Objectives: Parkinson's disease (PD) is a neurodegenerative disease presenting characteristic motor features. Severity is usually assessed by clinical symptoms; however, few objective indicators are available. In this study, we evaluated the utility of dopamine transporter (DAT) imaging and subthalamic nucleus (STN) activities as indicators of PD severity.
Materials And Methods: Twelve hemispheres of ten patients with PD who underwent deep brain stimulation (DBS) were included in this study. Movement Disorder Society-Unified Parkinson's Disease Rating Scale (MDS-UPDRS) part 3 scores were used to evaluate clinical severity. The relationship between specific binding ratio (SBR) of DAT imaging and the root mean square (RMS) of STN micro-electrode recording (MER) was evaluated.

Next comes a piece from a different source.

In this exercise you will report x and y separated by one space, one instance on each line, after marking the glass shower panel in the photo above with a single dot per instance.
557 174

Results: A negative correlation was detected between the MDS-UPDRS part 3 scores and SBR (N = 20, R = 0.418; P = 0.002). With respect to subscores, rigidity (R = 0.582; P < 0.001) and bradykinesia (R = 0.378; P = 0.004) showed negative correlation with SBR, whereas tremor showed no correlation (R = 0.054; P = 0.324) (N = 20). On the other hand, no correlation was found between MER and the MDS-UPDRS part 3 scores in ten hemispheres of six patients.
Conclusion: DAT findings may be useful in evaluating PD severity, especially rigidity and bradykinesia.